Surveying the Survey: Anglicans and Same-Sex Marriage

Feb 2, 2016 by

By Andrew Goddard, Fulcrum:

Despite all our Shared Conversations, it remains largely a mystery as to what people in the Church of England really believe about same-sex marriage. Jayne Ozanne has just published a survey which claims to shed new light on this by identifying Anglicans in England and finding more of them believe same-sex marriage is right than believe it is wrong.

What can such a survey do?

It is of course important that any such findings are simply descriptive not prescriptive. Christians do not believe the voice of the people, even church people, is the voice of God. Scripture is full of examples where God was at work through his apostles and prophets and indeed his Messiah to correct the majority viewpoint among his people. But good description is also immensely valuable in Christian discernment.

The primary challenge here is identifying “Anglicans in England” and the survey offers two answers – a larger one and a subset of that. There are major questions about each group.

Finding English Anglicans – I: Who is included?

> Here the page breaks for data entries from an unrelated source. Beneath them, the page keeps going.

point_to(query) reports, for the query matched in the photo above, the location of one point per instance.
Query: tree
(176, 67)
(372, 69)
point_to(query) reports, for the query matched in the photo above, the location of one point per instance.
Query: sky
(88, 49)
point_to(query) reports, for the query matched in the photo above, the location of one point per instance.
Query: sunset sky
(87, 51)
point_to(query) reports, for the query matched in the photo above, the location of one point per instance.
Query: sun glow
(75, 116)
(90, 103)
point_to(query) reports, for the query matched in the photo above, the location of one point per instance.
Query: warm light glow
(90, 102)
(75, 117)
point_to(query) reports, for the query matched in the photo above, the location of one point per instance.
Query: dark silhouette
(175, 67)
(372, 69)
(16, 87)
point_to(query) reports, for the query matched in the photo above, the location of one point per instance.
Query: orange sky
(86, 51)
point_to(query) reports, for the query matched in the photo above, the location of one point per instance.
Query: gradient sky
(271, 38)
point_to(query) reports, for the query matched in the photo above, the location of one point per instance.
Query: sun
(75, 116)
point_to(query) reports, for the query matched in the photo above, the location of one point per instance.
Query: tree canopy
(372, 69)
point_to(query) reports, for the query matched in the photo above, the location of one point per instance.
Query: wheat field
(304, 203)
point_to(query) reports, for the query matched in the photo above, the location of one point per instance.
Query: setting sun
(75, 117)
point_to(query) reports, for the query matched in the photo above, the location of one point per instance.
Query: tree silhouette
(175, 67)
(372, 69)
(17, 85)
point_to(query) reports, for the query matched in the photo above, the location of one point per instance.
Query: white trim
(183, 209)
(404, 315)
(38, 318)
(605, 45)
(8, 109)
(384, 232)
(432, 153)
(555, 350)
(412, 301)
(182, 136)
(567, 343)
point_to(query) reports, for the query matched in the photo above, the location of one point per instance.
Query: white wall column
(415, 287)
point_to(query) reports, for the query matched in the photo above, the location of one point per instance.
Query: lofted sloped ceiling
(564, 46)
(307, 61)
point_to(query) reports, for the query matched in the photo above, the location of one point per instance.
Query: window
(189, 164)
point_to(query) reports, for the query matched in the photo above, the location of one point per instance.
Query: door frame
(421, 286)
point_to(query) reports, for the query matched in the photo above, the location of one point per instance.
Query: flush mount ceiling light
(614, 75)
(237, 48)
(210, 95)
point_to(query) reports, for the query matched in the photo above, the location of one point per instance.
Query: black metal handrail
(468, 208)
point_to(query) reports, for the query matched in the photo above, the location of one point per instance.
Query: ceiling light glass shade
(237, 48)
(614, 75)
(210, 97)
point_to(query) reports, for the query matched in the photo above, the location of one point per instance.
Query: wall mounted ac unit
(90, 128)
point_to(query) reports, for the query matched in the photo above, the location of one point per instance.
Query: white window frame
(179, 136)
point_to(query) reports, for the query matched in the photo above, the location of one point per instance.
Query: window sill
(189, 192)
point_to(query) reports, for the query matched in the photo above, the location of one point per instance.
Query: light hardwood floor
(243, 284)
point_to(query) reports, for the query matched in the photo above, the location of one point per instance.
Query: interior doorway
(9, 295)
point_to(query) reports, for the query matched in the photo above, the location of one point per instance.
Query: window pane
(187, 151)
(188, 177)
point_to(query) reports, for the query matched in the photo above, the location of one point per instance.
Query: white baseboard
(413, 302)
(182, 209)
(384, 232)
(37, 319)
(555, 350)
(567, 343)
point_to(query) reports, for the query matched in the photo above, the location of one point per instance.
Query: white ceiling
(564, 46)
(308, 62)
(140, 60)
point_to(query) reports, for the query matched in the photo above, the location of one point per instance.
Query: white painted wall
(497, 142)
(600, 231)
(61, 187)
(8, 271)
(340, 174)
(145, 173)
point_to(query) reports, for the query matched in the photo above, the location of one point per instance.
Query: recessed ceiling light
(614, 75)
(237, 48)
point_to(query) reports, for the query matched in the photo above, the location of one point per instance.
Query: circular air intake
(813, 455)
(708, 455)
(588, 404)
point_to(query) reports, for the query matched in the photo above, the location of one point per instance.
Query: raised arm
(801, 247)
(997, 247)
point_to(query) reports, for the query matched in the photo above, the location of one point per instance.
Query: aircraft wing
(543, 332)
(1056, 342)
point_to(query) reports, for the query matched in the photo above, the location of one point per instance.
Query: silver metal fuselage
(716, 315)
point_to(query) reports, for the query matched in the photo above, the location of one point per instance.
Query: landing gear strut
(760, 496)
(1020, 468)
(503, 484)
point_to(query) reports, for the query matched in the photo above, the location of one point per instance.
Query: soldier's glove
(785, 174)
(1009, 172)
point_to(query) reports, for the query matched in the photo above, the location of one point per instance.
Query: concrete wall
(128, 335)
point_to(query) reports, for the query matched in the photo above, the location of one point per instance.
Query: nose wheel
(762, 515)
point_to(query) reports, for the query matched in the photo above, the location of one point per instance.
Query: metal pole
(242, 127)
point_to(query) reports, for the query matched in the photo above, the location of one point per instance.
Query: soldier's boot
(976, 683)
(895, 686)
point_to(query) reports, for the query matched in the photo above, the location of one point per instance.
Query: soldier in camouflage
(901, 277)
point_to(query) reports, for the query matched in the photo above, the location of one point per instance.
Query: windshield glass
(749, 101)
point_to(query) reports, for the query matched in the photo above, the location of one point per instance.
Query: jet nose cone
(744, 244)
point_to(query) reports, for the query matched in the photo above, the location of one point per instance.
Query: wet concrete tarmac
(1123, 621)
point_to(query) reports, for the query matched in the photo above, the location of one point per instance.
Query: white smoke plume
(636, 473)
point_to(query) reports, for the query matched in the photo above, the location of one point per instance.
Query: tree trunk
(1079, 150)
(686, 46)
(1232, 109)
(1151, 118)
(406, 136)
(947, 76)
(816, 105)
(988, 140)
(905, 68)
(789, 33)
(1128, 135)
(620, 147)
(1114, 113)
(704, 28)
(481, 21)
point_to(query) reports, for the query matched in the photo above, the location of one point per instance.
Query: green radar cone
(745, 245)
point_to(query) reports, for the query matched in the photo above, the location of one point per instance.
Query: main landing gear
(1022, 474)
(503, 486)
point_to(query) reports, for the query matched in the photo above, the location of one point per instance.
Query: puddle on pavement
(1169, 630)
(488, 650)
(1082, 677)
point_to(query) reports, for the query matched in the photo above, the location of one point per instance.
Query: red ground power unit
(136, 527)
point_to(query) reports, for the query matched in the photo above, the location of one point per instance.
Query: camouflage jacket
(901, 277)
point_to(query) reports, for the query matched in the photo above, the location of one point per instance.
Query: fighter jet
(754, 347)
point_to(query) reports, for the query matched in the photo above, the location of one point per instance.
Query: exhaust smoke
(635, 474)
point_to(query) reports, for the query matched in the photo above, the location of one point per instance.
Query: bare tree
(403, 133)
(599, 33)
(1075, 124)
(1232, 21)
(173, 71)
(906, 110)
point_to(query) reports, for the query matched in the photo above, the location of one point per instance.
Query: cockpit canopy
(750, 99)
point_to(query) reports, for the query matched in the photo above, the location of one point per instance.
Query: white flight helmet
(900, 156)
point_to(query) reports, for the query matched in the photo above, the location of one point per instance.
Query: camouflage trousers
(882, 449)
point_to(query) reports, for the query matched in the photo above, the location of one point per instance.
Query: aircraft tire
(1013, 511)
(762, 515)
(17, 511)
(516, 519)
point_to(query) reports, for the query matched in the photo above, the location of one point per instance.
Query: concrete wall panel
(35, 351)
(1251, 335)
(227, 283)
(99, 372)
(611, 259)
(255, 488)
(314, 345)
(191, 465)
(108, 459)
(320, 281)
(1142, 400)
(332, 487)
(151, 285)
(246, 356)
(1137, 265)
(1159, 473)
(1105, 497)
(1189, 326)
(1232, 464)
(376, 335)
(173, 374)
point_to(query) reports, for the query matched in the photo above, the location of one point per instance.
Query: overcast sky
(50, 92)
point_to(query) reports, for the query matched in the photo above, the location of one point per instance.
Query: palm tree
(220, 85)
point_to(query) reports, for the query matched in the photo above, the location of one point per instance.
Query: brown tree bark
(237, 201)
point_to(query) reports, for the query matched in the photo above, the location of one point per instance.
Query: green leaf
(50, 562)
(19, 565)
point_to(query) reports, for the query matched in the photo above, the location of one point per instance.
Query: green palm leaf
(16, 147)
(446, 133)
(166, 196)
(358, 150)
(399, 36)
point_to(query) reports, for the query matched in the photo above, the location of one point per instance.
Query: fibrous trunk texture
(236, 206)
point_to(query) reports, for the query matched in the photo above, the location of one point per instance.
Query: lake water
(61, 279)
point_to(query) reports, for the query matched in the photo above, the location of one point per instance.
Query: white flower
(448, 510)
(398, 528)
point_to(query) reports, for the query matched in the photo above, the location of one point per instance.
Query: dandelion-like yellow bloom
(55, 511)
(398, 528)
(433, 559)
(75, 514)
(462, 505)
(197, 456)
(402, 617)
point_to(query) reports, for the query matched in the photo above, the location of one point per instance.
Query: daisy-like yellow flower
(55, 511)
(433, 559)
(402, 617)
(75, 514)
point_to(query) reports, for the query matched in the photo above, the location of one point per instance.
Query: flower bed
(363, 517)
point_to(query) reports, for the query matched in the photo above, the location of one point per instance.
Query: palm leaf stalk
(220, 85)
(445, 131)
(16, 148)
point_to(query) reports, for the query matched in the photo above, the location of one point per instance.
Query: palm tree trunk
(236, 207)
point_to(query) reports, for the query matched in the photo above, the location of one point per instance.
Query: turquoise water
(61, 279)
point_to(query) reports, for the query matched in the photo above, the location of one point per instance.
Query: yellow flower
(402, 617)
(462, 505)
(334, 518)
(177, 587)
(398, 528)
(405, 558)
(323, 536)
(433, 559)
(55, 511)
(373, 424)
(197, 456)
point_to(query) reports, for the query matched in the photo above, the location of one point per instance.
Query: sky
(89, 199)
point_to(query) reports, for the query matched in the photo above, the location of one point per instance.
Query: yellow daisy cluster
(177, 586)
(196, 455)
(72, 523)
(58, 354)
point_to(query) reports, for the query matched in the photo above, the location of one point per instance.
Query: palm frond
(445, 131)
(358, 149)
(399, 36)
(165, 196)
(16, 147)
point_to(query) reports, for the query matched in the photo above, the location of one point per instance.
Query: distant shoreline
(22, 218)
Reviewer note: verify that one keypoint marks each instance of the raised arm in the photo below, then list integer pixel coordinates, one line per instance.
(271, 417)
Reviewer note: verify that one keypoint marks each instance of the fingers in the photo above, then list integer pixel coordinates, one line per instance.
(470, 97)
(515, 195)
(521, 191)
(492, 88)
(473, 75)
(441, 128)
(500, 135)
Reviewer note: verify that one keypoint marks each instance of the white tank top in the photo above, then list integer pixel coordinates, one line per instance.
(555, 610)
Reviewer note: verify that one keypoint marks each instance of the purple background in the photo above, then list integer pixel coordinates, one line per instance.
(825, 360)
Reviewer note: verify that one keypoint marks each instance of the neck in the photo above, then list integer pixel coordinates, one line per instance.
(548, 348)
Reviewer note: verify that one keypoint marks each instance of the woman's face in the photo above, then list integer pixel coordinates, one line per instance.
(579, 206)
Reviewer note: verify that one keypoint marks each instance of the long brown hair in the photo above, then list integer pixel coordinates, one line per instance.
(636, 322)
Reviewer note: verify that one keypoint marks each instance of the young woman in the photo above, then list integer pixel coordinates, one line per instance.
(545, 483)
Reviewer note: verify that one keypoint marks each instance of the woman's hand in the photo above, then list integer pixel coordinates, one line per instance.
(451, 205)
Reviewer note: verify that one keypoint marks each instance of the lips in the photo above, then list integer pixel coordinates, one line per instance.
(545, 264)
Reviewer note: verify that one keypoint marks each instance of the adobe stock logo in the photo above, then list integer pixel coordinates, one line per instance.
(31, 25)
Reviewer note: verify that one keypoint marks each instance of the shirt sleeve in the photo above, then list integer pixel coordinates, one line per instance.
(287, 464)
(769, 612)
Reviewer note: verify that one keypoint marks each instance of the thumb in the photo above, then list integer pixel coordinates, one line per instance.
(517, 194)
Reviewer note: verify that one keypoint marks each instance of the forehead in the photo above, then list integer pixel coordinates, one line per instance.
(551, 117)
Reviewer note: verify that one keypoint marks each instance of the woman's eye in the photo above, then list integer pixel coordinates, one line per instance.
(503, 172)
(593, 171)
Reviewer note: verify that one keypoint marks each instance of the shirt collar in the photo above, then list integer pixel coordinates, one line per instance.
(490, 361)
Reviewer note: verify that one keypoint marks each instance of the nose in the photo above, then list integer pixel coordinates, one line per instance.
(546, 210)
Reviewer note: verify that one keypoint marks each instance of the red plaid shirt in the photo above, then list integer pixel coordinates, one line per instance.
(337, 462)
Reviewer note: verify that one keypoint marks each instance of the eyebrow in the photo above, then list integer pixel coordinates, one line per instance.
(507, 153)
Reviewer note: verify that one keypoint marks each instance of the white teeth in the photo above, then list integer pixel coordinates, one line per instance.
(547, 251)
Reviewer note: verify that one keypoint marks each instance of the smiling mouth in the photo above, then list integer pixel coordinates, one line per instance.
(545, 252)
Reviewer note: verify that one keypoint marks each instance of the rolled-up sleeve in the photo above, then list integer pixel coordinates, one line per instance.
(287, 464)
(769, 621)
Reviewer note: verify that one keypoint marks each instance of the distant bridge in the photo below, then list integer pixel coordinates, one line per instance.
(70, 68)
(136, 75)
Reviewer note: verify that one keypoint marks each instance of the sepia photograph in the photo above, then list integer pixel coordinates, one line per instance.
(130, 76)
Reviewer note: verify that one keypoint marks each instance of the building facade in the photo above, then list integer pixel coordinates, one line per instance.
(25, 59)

In relation to the larger group on which almost all the published data focuses, there are questions about inclusion and exclusion. Although we are not told the exact question asked, past You Gov polling suggests it was something like – “Do you regard yourself as belonging to any particular religion, and if so, to which of these do you belong?”. In answering this people either distance themselves totally – “No, I do not regard myself as belonging to any particular religion” – or (unless they “prefer not to say”) need to align with one in a list (or opt for “other”). The group whose views Jayne Ozanne’s survey reports amount to 29.2% of English adults saying “Yes, I regard myself as religious and as belonging to CofE/Anglican/Episcopal”. Given that less than 2% attend a CofE church most weeks and just over 4% at Christmas this is a very high figure. It is worth thinking how big a fringe would need to be included in your local parish church for it to encompass nearly 30% of the parish population.